MK Party member of the National Council of Provinces, Edward Nzimande, accused the administration of President Cyril Ramaphosa on Wednesday of offering “rhetoric and illusion” instead of concrete solutions to unemployment, inequality, and service delivery failures.

Speaking during the debate on Ramaphosa’s State of the Nation Address (SONA) last Thursday, Nzimande said the government’s policy direction amounted to “work without justice, promises without delivery, and hope without dignity”.

“But what your SONA is—is rhetoric and illusion, full of illusion. Let me tell the nation what it means: it means work without justice, promises without delivery, and hope without dignity,” Nzimande told the chamber.

Nzimande argued that the president’s economic plan lacked credible implementation details and financial clarity, describing it as “a fallacy” when subjected to serious scrutiny.

“What we have said is that the plan—including its unclassified cost—is a problem,” he said. “Who is to be blamed, if not you and your deputy, for what you have been doing?”

He criticised what he described as the absence of transparent costing and coordination, saying interventions announced in the SONA risked remaining aspirational rather than actionable.

Structural exclusion in the economy

According to Nzimande, the government had failed to confront the structural roots of unemployment and poverty, particularly among young people.

“It is artificial to speak of growth and jobs when trends are showing clearly that the unemployment of youth stands at 43% and is likely to rise by the end of the year,” he said.

“Millions of young people, children from the working class, remain trapped in poverty with no hope of meaningful opportunities.”

He further accused the government of failing to tackle “structural exclusion” in the economy, arguing that the concentration of wealth continued to block meaningful transformation of ownership and productive resources.

“The concentration of wealth means there is little chance to transform ownership of land, capital, and productive resources.

“Growth that benefits only the elite is anti-black and anti-child. The economy must serve the majority, not the entitlement of the few.”

Nzimande also turned his criticism toward the governing coalition’s partners, claiming the government of national unity (GNU) lacked ideological coherence and was undermining transformation.

“The GNU has no shared vision and ideological beliefs. The DA, Freedom Front Plus, AfriForum and your partners want to maintain the status quo.

“You appointed DA ministers in strategic departments with the sole purpose of undermining the developmental agenda.”

He singled out the education sector, arguing that current policy direction had failed to reposition education as a tool to transform social and economic power relations.

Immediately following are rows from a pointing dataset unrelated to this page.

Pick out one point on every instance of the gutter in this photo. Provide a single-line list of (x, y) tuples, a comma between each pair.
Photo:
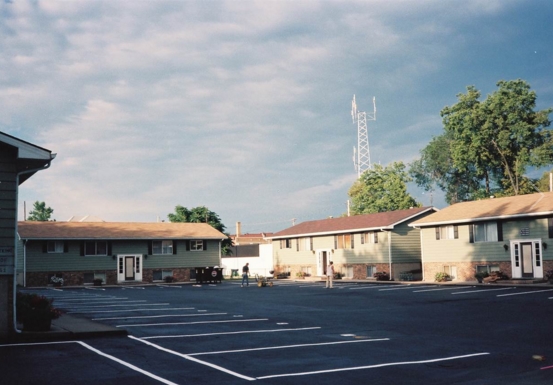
[(46, 166)]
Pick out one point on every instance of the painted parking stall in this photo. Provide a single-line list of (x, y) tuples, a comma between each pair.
[(299, 332)]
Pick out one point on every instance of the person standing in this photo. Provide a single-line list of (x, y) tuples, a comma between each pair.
[(245, 274), (329, 275)]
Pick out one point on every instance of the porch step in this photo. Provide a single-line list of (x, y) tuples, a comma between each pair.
[(523, 281)]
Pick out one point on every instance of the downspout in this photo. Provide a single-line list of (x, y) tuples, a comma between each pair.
[(24, 262), (390, 254), (16, 239), (422, 254)]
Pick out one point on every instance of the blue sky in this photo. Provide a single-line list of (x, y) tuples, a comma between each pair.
[(244, 106)]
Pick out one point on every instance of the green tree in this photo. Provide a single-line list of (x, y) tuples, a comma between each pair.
[(381, 189), (490, 145), (435, 169), (202, 214), (40, 212)]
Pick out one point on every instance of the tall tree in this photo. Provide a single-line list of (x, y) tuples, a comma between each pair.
[(381, 189), (202, 214), (40, 212), (435, 169), (491, 144)]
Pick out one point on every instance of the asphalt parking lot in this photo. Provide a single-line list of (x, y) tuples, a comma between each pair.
[(297, 332)]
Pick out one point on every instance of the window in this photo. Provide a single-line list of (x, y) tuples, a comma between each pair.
[(196, 245), (304, 244), (485, 232), (344, 241), (487, 268), (54, 247), (96, 248), (162, 247), (447, 232), (159, 275), (90, 277), (370, 237), (285, 243), (370, 271), (451, 271)]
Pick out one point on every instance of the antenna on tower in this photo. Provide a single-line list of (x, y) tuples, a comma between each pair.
[(363, 161)]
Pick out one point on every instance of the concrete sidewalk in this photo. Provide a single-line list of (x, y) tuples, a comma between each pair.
[(69, 327)]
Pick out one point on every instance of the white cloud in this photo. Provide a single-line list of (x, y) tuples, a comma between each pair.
[(242, 106)]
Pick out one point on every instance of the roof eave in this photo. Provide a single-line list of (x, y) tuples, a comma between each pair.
[(481, 219), (325, 233)]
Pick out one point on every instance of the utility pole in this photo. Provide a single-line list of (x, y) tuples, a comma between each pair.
[(362, 161)]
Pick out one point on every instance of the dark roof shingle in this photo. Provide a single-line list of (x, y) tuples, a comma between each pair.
[(354, 223), (117, 230), (490, 209)]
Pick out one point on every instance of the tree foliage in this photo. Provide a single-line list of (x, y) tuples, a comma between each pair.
[(40, 212), (202, 214), (381, 189), (487, 146)]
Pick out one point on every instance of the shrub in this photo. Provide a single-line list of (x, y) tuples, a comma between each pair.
[(33, 306), (381, 276)]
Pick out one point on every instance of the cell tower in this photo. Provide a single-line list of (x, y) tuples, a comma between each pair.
[(362, 156)]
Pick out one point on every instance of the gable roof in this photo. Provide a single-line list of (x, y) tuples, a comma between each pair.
[(117, 230), (365, 222), (30, 158), (491, 209)]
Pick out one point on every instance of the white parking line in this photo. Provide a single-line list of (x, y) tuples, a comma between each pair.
[(159, 316), (89, 299), (371, 366), (104, 306), (482, 291), (287, 347), (125, 310), (194, 359), (192, 323), (99, 352), (525, 292), (444, 288), (72, 305), (228, 333), (370, 287)]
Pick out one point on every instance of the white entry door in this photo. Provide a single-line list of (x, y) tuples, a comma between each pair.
[(129, 268), (526, 258), (323, 257)]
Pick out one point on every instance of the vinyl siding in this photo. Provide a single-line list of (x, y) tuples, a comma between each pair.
[(406, 247), (8, 188), (461, 250), (38, 261)]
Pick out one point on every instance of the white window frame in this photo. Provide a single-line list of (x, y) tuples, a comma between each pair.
[(95, 248), (57, 247), (447, 232), (489, 233), (162, 248), (197, 245)]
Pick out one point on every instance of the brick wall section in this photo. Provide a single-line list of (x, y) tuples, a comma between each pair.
[(465, 270), (76, 278)]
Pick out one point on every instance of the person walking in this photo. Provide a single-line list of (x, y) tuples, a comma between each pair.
[(329, 275), (245, 274)]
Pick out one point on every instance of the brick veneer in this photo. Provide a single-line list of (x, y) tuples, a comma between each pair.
[(76, 278)]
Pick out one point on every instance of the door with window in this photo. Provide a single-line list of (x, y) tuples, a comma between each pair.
[(526, 259), (323, 257), (129, 268)]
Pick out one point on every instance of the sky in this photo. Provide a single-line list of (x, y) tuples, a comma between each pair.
[(245, 106)]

“Education has not advanced the fundamental role of government in using education to change societal power structures. Power relations shall continue in favour of the few.”

Decline in service delivery

Nzimande expressed that the president’s appeals for hope and unity seemed hollow in the face of deteriorating service delivery in housing, schooling, and infrastructure, especially in rural and working-class communities.

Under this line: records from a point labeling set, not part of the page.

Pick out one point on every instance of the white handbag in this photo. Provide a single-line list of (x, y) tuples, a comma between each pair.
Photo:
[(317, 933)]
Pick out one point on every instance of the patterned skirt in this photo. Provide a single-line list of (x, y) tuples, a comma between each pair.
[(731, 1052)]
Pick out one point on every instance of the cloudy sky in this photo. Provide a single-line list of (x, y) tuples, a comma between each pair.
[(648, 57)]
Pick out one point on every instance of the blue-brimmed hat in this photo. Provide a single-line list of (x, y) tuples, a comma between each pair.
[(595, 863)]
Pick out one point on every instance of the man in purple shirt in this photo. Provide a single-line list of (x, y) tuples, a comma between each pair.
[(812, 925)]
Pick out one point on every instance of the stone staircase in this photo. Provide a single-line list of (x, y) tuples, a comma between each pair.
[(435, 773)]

He said: “You say we must still have hope that we shall have shelter for all. No, Mr President. There is a decline in the delivery of quality housing, and facilities are inadequate across the country.”

He cited conditions in rural provinces, including Limpopo, as evidence of widening inequality between policy promises and lived reality.

“How are we ashamed when villages in Limpopo remain the only living example of underdevelopment, yet you are talking of growth?

“Primary school infrastructure is deteriorating. There is no furniture. Facilities are inadequate across the country.”

The address triggered several interjections and procedural interruptions in the chamber, with presiding officers urging members to allow debate to proceed without points of order.

Despite the disruptions, Nzimande concluded by insisting that the SONA had failed to convince citizens that the government possessed a coherent plan to reverse economic stagnation and social inequality.

“You speak of addressing inequality and injustice,” he said. “But when we critically analyse it further, we have found it to be a fallacy.”